Step 2 (100× dilution): Using the P20, 10 µL of the 10 mM intermediate was transferred into a fresh Eppendorf tube. 990 µL of dH₂O was added with the P1000, mixed 4 times, and the tube was labeled “100 µM MS”.
Final Reaction Assembly (60 µL total):
| Order added | Reagent | Volume |
|---|---|---|
| 1 | dH₂O | 26 µL |
| 2 | MS (100 µM stock) | 24 µL |
| 3 | Loading dye (6X) | 10 µL |
| Total | — | 60 µL |
Water was added first to reduce viscosity effects, then MS, then the concentrated loading dye last. The final reaction contains 40 µM MS and 1X loading dye in a bright purple solution.

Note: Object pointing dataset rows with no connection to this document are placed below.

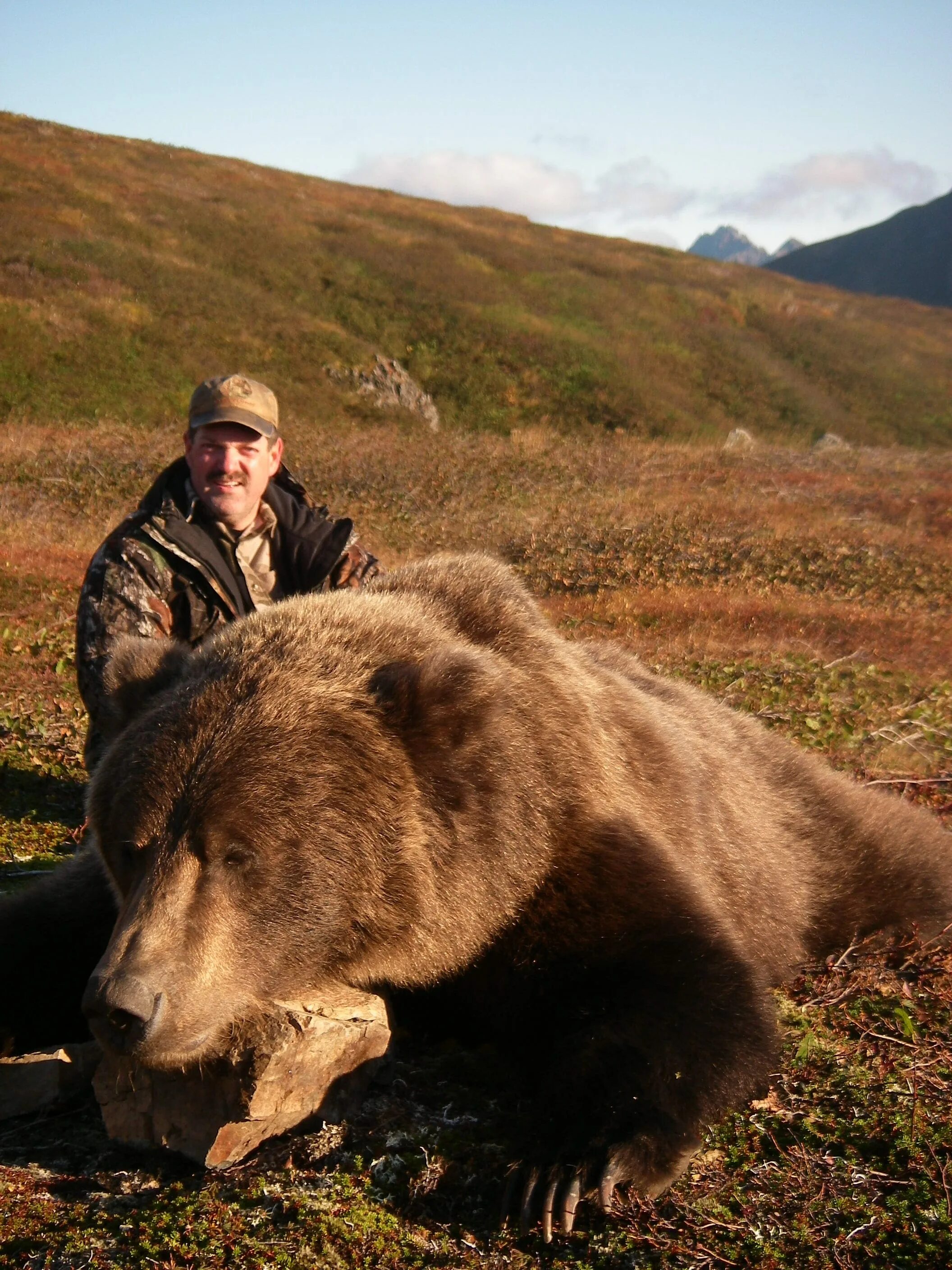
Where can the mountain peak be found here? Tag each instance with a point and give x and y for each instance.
(729, 244)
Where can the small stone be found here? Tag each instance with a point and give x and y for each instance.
(299, 1059)
(30, 1082)
(391, 388)
(832, 441)
(739, 438)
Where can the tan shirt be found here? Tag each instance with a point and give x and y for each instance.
(254, 553)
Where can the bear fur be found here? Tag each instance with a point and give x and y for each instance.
(423, 787)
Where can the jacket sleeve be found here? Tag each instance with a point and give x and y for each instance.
(128, 591)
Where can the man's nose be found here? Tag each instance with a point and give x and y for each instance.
(122, 1010)
(230, 459)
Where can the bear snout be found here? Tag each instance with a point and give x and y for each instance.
(122, 1011)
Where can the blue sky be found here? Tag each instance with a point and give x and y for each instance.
(648, 120)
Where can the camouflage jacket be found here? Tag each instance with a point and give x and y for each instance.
(168, 575)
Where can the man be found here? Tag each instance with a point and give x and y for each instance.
(224, 531)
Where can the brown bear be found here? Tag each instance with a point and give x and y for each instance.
(423, 787)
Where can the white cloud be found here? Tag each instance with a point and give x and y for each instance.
(639, 189)
(634, 189)
(845, 183)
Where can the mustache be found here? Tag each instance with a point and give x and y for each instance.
(233, 478)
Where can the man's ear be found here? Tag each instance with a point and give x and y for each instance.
(136, 672)
(439, 700)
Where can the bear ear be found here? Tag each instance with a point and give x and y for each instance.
(439, 700)
(136, 672)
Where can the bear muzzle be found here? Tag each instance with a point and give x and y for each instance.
(122, 1011)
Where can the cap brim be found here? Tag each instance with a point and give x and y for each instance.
(234, 414)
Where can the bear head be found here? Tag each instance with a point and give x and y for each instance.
(259, 813)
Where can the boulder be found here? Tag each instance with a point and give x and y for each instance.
(296, 1061)
(31, 1082)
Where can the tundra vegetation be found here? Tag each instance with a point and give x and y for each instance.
(128, 270)
(810, 589)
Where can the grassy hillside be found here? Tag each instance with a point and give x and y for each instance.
(128, 271)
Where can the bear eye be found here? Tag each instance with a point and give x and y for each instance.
(237, 856)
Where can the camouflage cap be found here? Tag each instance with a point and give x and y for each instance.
(234, 399)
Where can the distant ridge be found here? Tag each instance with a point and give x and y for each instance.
(908, 256)
(730, 245)
(131, 271)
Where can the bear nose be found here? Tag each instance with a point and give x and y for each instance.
(121, 1010)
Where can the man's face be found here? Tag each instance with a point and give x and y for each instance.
(230, 468)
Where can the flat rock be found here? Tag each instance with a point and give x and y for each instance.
(31, 1082)
(300, 1059)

Bonus — Gel Loading: 20 µL from the final reaction was pipetted into a pre-prepared agarose gel well. The tip was held just above the well opening (not inserted deeply) and the plunger depressed slowly and steadily to avoid puncturing the gel while ensuring the dense, dye-loaded solution sank into the well.